42話「転がり始めた歯車」

拘置所を出てから一週間が過ぎた。
初めは感動や戸惑いに包まれていた日常にも、すっかり慣れてしまっていた。

陣さんは別の拘置所へ移送されていた。高速道路と都市高速を使っても一時間ほど離れた場所だった。


井原君と陣さんの面会や手紙のやり取りで、毎日が忙しく過ぎていった。夜は手紙を書くのが日課になっていた。

あるとき早苗が聞いた。
「面会に行ってるのに、手紙で書くことあるの?」

拘置所の中にいると、面会や手紙は本当に嬉しいものだ。張り合いにもなる。
「俺も早苗から手紙が届いたらすごく嬉しかったし、何度も読み返してたよ」
そう話すと、早苗は嬉しそうに微笑んだ。

今回、本当に早苗には助けられた。留置場の頃から面会に足を運び、差し入れもしてくれた。
そのおかげで惨めな思いをすることもなかった。
嬉しそうにしている早苗を見て、愛おしく思った。

仮の職場の目処も何とかついた。
料理の世界にいた頃、目をかけてくれていた先輩が、住んでいる地域から車で一時間ほど離れた飲み屋街で居酒屋を営んでいた。
今日はそこへ行く約束をしていた。

離れた場所の方が、保護司が来ることもなく都合が良かった。
早苗を仕事場へ送り、その足で先輩の居酒屋へ向かった。

店はこじんまりとしていて、賑わっている様子ではなかった。
これまでの経緯を話すと、籍を置かせてもらえることになり、保護司から連絡が来ても対応してくれるという。
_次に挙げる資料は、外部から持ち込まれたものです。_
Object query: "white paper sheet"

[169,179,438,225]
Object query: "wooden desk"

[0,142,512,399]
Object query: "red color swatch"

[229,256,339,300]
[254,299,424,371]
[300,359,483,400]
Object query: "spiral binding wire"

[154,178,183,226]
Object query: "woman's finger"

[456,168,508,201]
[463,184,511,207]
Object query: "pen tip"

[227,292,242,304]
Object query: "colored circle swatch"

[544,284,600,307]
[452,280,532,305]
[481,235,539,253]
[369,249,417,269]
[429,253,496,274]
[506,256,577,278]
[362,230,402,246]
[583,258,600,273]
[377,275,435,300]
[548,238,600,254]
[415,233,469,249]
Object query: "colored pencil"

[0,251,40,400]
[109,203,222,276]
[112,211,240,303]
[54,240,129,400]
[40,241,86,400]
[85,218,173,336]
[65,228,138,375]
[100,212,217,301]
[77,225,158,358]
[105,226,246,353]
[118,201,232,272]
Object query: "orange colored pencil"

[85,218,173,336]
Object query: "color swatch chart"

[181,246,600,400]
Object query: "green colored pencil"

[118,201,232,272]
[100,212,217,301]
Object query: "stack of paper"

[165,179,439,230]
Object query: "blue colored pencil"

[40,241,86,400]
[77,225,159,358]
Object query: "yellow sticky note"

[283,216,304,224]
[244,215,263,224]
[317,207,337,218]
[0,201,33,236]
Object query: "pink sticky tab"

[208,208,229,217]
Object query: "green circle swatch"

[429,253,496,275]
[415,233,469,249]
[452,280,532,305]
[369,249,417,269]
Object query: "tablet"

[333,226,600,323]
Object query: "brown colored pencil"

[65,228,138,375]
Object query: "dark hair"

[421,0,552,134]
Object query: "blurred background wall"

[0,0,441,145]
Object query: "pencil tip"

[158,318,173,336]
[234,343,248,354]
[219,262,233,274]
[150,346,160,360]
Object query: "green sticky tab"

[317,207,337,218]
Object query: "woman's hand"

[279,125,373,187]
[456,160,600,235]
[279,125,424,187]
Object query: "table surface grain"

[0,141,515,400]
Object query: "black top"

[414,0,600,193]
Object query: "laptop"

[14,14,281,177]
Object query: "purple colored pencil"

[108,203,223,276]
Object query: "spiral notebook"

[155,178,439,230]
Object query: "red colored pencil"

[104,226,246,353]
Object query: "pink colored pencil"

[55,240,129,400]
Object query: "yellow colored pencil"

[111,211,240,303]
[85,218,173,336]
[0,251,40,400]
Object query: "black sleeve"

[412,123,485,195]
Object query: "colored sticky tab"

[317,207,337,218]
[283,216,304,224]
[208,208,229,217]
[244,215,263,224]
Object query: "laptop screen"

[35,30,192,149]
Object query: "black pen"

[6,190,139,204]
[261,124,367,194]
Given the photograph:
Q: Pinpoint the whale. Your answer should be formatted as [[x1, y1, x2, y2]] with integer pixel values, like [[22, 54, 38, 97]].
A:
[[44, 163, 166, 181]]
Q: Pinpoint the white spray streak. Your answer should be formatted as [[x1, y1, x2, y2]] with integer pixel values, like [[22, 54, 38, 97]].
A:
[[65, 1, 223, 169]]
先輩の話では、店の大家は暴力団関係者で、毎日のように顔を出すらしい。
「もうすぐ来る時間だから紹介しておく」と言われた。

また関係者か、と思った。
だが現れたのは、一見すると優しそうな初老の男性だった。

この出会いが、後に自分の人生を思いもよらない方向へ運んでいくことになるとは、この時の私はまだ知る由もなかった。